Historical population
| Census | Pop. | Note | %± |
| 1820 | 1,986 |  | — |
| 1830 | 2,019 |  | 1.7% |
| 1840 | 1,794 |  | −11.1% |
| 1850 | 2,005 |  | 11.8% |
| 1860 | 2,223 |  | 10.9% |
| 1870 | 2,088 |  | −6.1% |
| 1880 | 2,202 |  | 5.5% |
| 1890 | 1,704 |  | −22.6% |
| 1900 | 1,677 |  | −1.6% |
| 1910 | 1,615 |  | −3.7% |
| 1920 | 1,305 |  | −19.2% |
| 1930 | 1,359 |  | 4.1% |
| 1940 | 1,402 |  | 3.2% |
| 1950 | 1,409 |  | 0.5% |
| 1960 | 1,329 |  | −5.7% |
| 1970 | 1,562 |  | 17.5% |
| 1980 | 1,696 |  | 8.6% |
| 1990 | 1,929 |  | 13.7% |
| 2000 | 1,901 |  | −1.5% |
| 2010 | 1,880 |  | −1.1% |
| 2020 | 1,808 |  | −3.8% |
U.S. Decennial Census

== Communities and locations in Berlin ==
- Berlin - The hamlet of Berlin on NY State Route 22. It was formerly called "North Berlin" after it was settled circa 1800.
- Bucks Corner - A hamlet at the junction of County Routes 40 and 41 in the western part of the town.
- Center Berlin - A hamlet south of Berlin village, on NY State Route 22.
- Cherry Plain - A hamlet in the southern part of the town on NY State Route 22.
- Cherry Plain State Park - A state park in the southwestern part of the town.
- Dyken Pond - A small lake located in the northwestern part of the town.
- Round Pond - A private pond in the western part of the town.

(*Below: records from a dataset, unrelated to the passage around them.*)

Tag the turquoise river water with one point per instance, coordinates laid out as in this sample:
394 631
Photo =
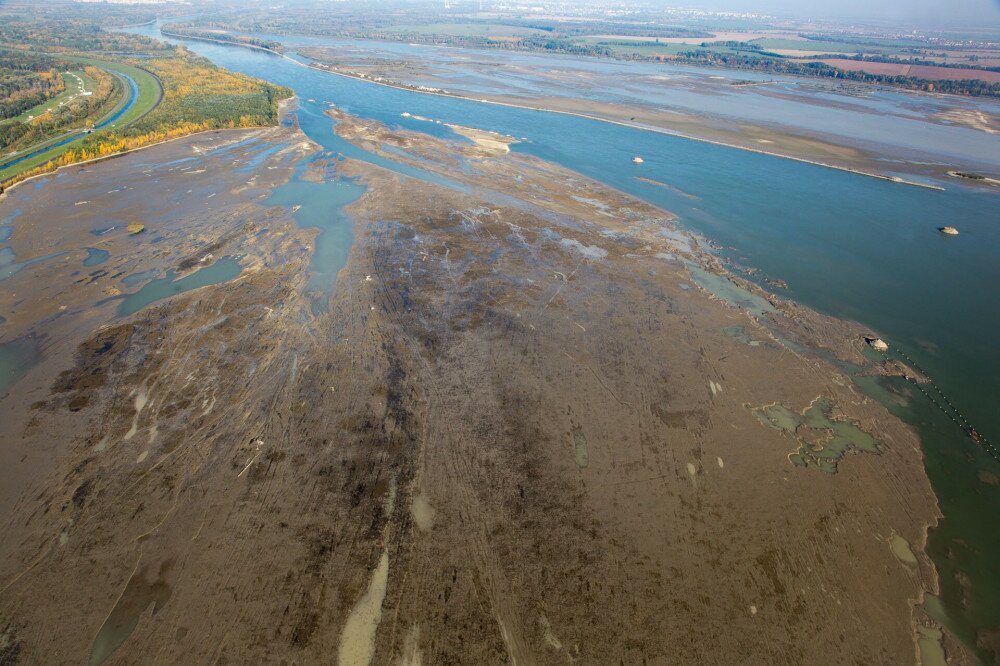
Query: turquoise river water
847 245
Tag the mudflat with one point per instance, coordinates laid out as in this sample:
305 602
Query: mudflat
532 422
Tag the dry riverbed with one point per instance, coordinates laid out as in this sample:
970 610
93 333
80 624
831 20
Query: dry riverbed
535 424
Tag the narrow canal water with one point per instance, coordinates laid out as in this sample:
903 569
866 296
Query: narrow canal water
847 245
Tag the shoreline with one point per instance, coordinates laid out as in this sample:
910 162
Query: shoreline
659 130
102 158
646 128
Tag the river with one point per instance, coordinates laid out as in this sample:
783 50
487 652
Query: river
849 246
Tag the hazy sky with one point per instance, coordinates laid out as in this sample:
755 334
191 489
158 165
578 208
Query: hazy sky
916 11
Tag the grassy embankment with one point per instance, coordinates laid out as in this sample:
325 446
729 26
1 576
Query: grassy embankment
147 98
197 96
76 81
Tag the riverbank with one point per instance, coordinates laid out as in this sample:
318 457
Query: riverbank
284 105
535 350
606 119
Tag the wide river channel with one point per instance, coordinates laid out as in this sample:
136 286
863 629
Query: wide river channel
849 246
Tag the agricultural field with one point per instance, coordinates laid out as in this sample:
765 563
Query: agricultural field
467 30
75 83
819 46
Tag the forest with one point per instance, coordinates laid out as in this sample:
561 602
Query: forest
26 80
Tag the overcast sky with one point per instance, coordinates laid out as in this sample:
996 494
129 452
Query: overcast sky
923 12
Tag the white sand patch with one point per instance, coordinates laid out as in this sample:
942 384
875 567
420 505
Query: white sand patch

- Spring Lake - A private lake in the western part of the town.

==Climate==
This climatic region is typified by large seasonal temperature differences, with warm to hot (and often humid) summers and cold (sometimes severely cold) winters. According to the Köppen Climate Classification system, Berlin has a humid continental climate, abbreviated "Dfb" on climate maps.